The SELECT VALUE clause returns an array or multiset that contains the results of evaluating the VALUE expression, with one evaluation being performed per "binding tuple" (i.e., per FROM clause item) satisfying the statement’s selection criteria. If there is no FROM clause, the expression after VALUE is evaluated once with no binding tuples (except those inherited from an outer environment).

Example

(Q3.1)

SELECT VALUE 1;

Result:

[
   1
]

Example

(Q3.2) The following query returns the names of all customers whose rating is above 650.

FROM customers AS c
WHERE c.rating > 650
SELECT VALUE name;

Result:

[
    "T. Cody",
    "M. Sinclair",
    "T. Henry"
]

SQL-style SELECT

Traditional SQL-style SELECT syntax is also supported in SQL++, however the result of a query is not guaranteed to preserve the order of expressions in the SELECT clause.

Example

(Q3.3) The following query returns the names and customers ids of any customers whose rating is 750.

FROM customers AS c
WHERE c.rating = 750
SELECT c.name AS customer_name, c.custid AS customer_id;

Result:

[
    {
        "customer_id": "C13",
        "customer_name": "T. Cody"
    },
    {
        "customer_id": "C37",
        "customer_name": "T. Henry"
    }
]

SELECT *

As in SQL, the phrase SELECT * suggests, "select everything."

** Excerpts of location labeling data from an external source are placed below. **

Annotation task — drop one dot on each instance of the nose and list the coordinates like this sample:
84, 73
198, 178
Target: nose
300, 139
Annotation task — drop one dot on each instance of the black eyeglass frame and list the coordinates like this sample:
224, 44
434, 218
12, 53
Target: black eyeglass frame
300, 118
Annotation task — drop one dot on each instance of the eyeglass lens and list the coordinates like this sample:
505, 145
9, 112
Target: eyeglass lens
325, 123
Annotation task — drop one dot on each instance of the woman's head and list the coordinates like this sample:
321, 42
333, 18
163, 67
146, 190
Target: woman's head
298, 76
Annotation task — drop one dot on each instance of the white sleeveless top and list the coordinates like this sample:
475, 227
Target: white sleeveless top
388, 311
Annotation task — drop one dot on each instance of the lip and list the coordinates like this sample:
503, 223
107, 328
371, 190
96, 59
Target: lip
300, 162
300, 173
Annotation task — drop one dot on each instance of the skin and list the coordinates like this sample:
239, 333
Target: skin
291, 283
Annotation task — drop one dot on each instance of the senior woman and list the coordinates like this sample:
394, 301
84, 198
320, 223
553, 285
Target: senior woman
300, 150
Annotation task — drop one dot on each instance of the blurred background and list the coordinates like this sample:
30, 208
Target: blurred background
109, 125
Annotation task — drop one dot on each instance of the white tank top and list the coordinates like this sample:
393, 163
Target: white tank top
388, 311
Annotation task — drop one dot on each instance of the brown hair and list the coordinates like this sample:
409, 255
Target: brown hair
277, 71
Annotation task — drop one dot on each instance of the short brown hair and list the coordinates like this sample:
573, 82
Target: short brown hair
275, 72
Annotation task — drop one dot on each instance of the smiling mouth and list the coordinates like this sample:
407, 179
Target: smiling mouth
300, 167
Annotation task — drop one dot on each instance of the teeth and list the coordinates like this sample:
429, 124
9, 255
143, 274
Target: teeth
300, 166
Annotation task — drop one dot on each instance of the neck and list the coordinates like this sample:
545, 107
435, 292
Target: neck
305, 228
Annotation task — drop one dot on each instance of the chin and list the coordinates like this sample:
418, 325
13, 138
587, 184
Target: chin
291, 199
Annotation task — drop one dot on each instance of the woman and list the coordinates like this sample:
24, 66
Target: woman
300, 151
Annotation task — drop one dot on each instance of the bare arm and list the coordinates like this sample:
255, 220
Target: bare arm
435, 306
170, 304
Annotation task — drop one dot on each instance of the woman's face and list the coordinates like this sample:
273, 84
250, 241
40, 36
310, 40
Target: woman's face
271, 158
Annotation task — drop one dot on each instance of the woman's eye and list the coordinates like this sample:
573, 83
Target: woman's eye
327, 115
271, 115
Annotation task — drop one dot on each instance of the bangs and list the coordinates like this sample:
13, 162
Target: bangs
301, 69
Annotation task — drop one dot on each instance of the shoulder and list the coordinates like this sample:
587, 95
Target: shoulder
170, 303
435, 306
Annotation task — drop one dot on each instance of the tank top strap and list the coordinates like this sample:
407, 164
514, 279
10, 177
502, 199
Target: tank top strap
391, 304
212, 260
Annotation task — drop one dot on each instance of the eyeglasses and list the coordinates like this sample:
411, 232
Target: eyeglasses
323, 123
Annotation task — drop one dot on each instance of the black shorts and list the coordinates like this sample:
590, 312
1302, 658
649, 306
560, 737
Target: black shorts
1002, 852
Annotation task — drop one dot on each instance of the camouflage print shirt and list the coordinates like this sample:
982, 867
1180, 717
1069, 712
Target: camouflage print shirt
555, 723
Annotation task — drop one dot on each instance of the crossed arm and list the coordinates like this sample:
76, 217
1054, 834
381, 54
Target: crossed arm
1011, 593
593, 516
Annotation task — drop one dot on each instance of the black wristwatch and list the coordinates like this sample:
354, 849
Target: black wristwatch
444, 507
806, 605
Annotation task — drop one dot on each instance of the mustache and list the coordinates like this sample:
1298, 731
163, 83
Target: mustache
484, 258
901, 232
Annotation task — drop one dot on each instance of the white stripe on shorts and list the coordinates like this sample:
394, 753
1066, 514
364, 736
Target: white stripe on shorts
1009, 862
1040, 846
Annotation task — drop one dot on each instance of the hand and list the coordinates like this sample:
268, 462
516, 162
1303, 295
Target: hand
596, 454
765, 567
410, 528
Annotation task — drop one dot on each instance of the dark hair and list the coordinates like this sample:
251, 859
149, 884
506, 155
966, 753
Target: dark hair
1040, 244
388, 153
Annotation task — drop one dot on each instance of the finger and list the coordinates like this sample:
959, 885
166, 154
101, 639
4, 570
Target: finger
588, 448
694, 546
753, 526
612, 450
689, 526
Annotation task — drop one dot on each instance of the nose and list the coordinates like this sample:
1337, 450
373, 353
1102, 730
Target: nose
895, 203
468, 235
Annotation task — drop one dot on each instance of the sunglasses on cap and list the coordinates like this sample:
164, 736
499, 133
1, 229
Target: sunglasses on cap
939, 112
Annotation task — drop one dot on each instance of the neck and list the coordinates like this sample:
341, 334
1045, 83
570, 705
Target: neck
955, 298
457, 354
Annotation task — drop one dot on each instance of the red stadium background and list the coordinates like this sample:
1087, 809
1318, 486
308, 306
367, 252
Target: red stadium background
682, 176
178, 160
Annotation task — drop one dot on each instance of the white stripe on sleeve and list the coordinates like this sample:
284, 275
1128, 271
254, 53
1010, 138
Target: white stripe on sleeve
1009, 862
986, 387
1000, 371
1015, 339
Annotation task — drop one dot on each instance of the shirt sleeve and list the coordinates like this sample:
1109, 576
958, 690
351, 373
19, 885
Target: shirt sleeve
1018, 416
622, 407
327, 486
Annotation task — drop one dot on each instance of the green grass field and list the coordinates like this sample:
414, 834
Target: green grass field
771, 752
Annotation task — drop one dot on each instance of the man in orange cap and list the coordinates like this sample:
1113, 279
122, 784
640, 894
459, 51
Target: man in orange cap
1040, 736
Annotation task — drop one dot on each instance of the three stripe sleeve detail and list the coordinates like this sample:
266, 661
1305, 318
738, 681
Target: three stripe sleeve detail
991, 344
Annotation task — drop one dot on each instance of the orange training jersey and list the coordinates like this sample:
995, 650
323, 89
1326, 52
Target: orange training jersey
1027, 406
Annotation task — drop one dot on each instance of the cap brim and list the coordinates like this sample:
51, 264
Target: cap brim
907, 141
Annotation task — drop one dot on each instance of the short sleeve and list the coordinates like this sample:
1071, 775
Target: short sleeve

For each binding tuple in the stream, SELECT * produces an output object. For each variable in the binding tuple, the output object contains a field: the name of the field is the name of the variable, and the value of the field is the value of the variable. Essentially, SELECT * means, "return all the bound variables, with their names and values."

The effect of SELECT * can be illustrated by an example based on two small collections named ages and eyes. The contents of the two collections are as follows:

ages:

[
    { "name": "Bill", "age": 21 },
    { "name": "Sue", "age": 32 }
]

eyes:

[
    { "name": "Bill", "eyecolor": "brown" },
    { "name": "Sue", "eyecolor": "blue" }
]

The following example applies SELECT * to a single collection.

Example

(Q3.4a) Return all the information in the ages collection.

FROM ages AS a
SELECT * ;

Result:

[
    { "a": { "name": "Bill", "age": 21 },
    },
    { "a": { "name": "Sue", "age": 32}
    }
]

Note that the variable-name a appears in the query result. If the FROM clause had been simply FROM ages (omitting AS a), the variable-name in the query result would have been ages.

The next example applies SELECT * to a join of two collections.

Example

(Q3.4b) Return all the information in a join of ages and eyes on matching name fields.

FROM ages AS a, eyes AS e
WHERE a.name = e.name
SELECT * ;

Result:

[
    { "a": { "name": "Bill", "age": 21 },
      "e": { "name": "Bill", "eyecolor": "Brown" }
    },
    { "a": { "name": "Sue", "age": 32 },
      "e": { "name": "Sue", "eyecolor": "Blue" }
    }
]

Note that the result of SELECT * in SQL++ is more complex than the result of SELECT * in SQL.

SELECT variable.*

SQL++ has an alternative version of SELECT * in which the star is preceded by a variable.

Whereas the version without a named variable means, "return all the bound variables, with their names and values," SELECT variable .* means "return only the named variable, and return only its value, not its name."

The following example can be compared with (Q3.4a) to see the difference between the two versions of SELECT *:

Example

(Q3.4c) Return all information in the ages collection.

FROM ages AS a
SELECT a.*

Result:

[
    { "name": "Bill", "age": 21 },
    { "name": "Sue", "age": 32 }
]

Note that, for queries over a single collection, SELECT variable .* returns a simpler result and therefore may be preferable to SELECT *.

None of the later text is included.